There is teamwork in racing: the partnership of a rider and horse, the behind-the-scenes effort that it takes to prepare a runner; even the deployment of pacemakers for the star turn. But this is the sort of teamwork that is needed to produce an individual performance. Racing is not itself a team sport, despite occasional efforts to impose the framework of a team element upon it. These usually take the form of international jockey matches, meaningless novelty contests whose only purpose is to get the top men in front of an audience who might not otherwise see them.

It seems, however, that we are being invited to take the latest effort seriously. At Goodwood on Saturday the inaugural Shergar Cup will be up for grabs.

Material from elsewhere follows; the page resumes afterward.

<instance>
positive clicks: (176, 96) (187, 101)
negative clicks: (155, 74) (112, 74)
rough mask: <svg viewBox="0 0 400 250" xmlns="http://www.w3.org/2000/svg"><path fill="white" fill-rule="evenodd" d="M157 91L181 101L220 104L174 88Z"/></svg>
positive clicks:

Its originators (the British Horseracing Board and specifically that body's chairman Peter Savill) and sponsors (a bookmaking firm) have with gravitas outlined the concept: a team showdown between owners from the Middle East and Europe in six 10-runner races over various distances, with five horses from each side scoring points. It has, oddly but presumably in an effort to imbue it with sexiness and significance, been billed as racing's Ryder Cup by those promoting it.

But any similarity between the two must be purely coincidental. In golf's great team event there is obvious European and US identification and loyalty. In the Shergar Cup, a horse may be owned by an Arab, but it will probably be Irish-bred, trained in England and ridden by an Italian. Some stables are supplying runners for both sides and some jockeys will mix and match too. The owners on neither side care enough about the contest to allow easily identifiable team silks to be used.

The Ryder Cup stirs our nationalistic emotions. All that matters to most Joe Punters is that the horse they have backed wins. Sure, there is sometimes a base feeling of satisfaction if - all other things being equal - a horse owned by the Maktoum cohorts gets stuffed. But all other things must be equal; if the horse is a champion, or the favourite, then it will be howled home with gusto. Owners are the most important, but unfortunately the least charismatic, part of racing's equation.

If racing needs a Ryder Cup, then look to the Cheltenham Festival, where Anglo-Irish rivalry has evolved naturally. But this artificial concept, even with its munificent dowry of prize money and the admirable intention of stimulating interest, is surely wide of the mark.